"Dawg! When you hit that high note -- 'That's the way that love's sup-POSE-ed to be' -- THAT was the Faith we've come to know and love throughout this competition. That was hot -- you ARE the next American Idol!!"
Oh, that's right -- Faith Hill got the jump on "American Idol" long ago. Yet it was tough Friday not to keep watching from the wings during the opening of her two-night stand at the Hollywood Bowl expecting Randy Jackson or Paula Abdul to pop out and give her a standing ovation.
She's everything "AI" contestants strive to be: outwardly humble, vocally unrestrained, temperamentally not too hot, not too cold. Hill's the diva for people who don't like divas, so even-keeled that there's never a hint of the kind of distracting quirk that can come with a Whitney, Celine, Madonna or even a Kelly.
On Friday, it meant that despite the added forces of the Hollywood Bowl Orchestra behind her six-piece band and three backup singers, there was a striking shortage of musical electricity during the 65 minutes she was onstage.
Not a shortage of volume or sonic density, given that close to 100 musicians were there with her. But Hill's music studiously avoids any sort of dynamic tension or thematic ambiguity that might give listeners a second thought. Or at times even a first one.
She noted that it was her first show of the year, outside the performance she gave in January for the inauguration of President Obama. If her country-star hubby, Tim McGraw, ever makes a White House run, she'll be the kind of first lady who never causes so much as a ripple of controversy: polite, gracious and not a rebellious bone in her fashion model body.
It's also the formula for a singer who's interested in hits, not one who's particularly motivated to plumb the mysteries of the human heart, mind and soul. She introduced "Paris," from her 2005 album, "Fireflies," as one of the most beautiful songs she's ever sung, and true enough, this wistful ballad has a gorgeous melody whose appeal to a vocalist is a no-brainer.

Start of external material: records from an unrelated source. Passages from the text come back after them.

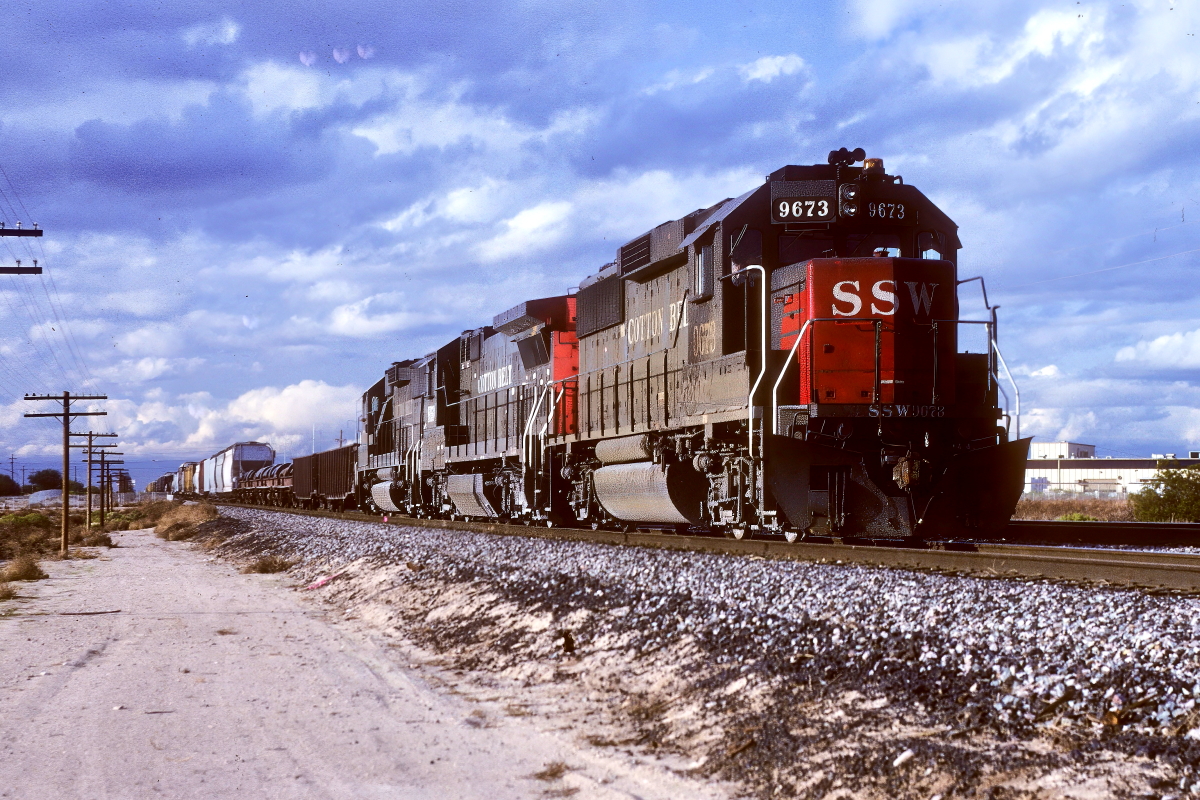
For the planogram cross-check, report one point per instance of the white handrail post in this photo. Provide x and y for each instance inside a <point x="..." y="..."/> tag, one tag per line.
<point x="774" y="390"/>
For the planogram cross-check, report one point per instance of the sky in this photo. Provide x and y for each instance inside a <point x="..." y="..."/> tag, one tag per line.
<point x="250" y="211"/>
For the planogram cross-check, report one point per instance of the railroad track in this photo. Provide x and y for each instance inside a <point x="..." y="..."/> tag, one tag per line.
<point x="1144" y="569"/>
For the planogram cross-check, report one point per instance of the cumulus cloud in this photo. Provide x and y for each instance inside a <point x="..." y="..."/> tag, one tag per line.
<point x="769" y="67"/>
<point x="226" y="220"/>
<point x="1170" y="352"/>
<point x="529" y="232"/>
<point x="223" y="31"/>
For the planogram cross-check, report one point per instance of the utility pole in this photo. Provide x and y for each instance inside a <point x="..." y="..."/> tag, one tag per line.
<point x="90" y="446"/>
<point x="65" y="398"/>
<point x="106" y="480"/>
<point x="21" y="232"/>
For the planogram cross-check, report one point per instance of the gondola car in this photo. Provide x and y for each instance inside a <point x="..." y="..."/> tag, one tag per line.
<point x="785" y="362"/>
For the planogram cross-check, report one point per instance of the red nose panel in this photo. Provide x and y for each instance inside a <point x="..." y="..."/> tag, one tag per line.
<point x="875" y="319"/>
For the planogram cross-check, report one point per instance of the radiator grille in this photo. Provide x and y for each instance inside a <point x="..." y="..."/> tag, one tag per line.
<point x="600" y="305"/>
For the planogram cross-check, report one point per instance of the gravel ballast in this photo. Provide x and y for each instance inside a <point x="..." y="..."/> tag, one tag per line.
<point x="792" y="679"/>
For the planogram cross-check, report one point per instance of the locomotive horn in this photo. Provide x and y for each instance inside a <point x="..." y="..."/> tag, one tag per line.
<point x="844" y="157"/>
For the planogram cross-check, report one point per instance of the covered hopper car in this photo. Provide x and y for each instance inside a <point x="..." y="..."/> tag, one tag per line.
<point x="787" y="362"/>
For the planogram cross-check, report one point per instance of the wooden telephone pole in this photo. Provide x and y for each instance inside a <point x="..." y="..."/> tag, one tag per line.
<point x="89" y="449"/>
<point x="106" y="479"/>
<point x="66" y="414"/>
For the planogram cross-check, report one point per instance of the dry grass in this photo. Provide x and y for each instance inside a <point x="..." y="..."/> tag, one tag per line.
<point x="35" y="534"/>
<point x="97" y="540"/>
<point x="552" y="771"/>
<point x="269" y="565"/>
<point x="24" y="567"/>
<point x="179" y="522"/>
<point x="1074" y="509"/>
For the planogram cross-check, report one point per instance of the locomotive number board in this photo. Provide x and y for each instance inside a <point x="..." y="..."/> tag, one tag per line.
<point x="803" y="209"/>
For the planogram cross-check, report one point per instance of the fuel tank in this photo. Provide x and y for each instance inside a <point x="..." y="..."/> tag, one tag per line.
<point x="381" y="493"/>
<point x="467" y="493"/>
<point x="648" y="492"/>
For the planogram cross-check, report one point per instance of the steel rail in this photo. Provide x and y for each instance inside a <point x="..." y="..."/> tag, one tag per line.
<point x="1140" y="569"/>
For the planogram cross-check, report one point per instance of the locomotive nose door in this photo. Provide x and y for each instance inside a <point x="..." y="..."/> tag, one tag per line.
<point x="849" y="359"/>
<point x="880" y="319"/>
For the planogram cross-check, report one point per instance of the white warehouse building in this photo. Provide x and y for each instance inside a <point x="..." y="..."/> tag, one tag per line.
<point x="1071" y="467"/>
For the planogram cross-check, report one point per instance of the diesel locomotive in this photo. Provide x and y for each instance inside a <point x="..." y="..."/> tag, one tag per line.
<point x="789" y="362"/>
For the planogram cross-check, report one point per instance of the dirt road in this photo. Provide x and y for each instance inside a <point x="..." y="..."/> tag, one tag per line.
<point x="205" y="683"/>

But it's one of those romantic cheats that too easily promise things the singer isn't empowered to give:
I'd give this world to you
Every rock and every stone
Every masterpiece in Rome . . . But tonight I can't give you Paris.
Even ignoring the fuzzy logic in Gordie Sampson, Troy Verges and Blair Daly's lyric, there was none of the full-throttle passion that Texan Joe Ely pumped into "For Your Love," a far superior examination of the lengths to which love can drive someone. That's the kind of committed delivery it takes to make you want to believe such over-the-top vows even when you know they're beyond the reach of mortal beings.

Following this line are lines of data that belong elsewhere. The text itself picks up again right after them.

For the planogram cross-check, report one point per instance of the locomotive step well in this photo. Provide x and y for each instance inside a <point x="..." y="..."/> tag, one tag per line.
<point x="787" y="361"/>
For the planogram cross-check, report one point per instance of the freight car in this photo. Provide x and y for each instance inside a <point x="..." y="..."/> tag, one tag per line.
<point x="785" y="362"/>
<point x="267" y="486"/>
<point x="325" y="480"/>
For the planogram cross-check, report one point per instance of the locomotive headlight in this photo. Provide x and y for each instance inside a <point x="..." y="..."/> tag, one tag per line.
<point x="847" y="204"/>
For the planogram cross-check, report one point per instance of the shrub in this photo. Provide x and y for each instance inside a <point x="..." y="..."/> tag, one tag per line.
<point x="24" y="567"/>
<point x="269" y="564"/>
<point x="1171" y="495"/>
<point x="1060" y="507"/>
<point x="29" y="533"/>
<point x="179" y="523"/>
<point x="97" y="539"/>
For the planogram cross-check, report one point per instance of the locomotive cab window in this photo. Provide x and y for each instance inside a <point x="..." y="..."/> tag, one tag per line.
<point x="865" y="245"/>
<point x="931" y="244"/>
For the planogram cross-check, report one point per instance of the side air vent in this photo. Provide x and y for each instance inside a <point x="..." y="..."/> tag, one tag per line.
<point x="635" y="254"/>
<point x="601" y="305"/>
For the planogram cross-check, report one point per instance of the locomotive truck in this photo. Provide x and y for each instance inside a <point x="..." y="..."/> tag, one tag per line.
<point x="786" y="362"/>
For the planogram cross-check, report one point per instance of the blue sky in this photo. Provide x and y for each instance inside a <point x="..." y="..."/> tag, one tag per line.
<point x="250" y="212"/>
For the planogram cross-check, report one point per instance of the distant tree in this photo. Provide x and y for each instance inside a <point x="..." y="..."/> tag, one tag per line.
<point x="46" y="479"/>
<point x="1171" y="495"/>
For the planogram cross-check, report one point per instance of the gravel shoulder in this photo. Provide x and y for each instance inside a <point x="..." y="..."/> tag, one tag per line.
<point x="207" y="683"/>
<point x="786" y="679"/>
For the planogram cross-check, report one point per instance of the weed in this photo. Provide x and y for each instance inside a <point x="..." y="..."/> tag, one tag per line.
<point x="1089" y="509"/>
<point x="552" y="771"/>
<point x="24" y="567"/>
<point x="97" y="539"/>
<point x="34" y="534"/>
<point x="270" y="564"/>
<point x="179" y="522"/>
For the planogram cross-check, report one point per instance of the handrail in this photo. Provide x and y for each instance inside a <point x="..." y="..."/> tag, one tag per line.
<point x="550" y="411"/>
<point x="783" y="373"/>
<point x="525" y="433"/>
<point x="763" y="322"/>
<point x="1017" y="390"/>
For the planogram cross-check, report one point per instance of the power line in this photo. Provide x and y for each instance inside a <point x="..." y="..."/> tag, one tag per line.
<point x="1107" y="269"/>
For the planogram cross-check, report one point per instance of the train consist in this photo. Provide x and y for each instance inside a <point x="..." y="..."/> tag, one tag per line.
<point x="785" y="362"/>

It's the same problem Hill ran into with "Mississippi Girl," a song from the same album, which came after her pop-minded "Cry" album had country fans grousing that she'd turned her back on her roots. Eager to prove them wrong, she sang, "A Mississippi girl don't change her ways," sounding anything but credible as she belted it in her designer floral gown under a hair and makeup job that cost more than most of her fans' cars.
She's sold nearly 20 million albums in the U.S. in the last decade and a half, and not without reason: She has a versatile pop-soul voice that can go admirably gospel when she wants, as in her medley that saluted Aretha Franklin by stitching together "Dr. Feelgood" and her arrangement of Paul Simon's "Bridge Over Troubled Water."
But long before those nefarious two other Simons (Fuller and Cowell) started inflicting on the world their vision of what music should be, Hill opted to devote herself to pull-no-punches verses and overblown choruses, giving discerning listeners only fleeting glimpses -- as on her impressively tender 1999 recording of Bruce Springsteen's "If I Should Fall Behind" -- into what artistic heart might reside behind those giant, killer vocal cords.
Hill's conductor and orchestral arranger, David Campbell, occupied the first half with a refreshingly diverse program of music by Leonard Bernstein, Bernard Herrmann, Elliot Goldenthal and Ottorino Respighi and one selection from a musical that he and his wife, Raven Kane Campbell, are working up.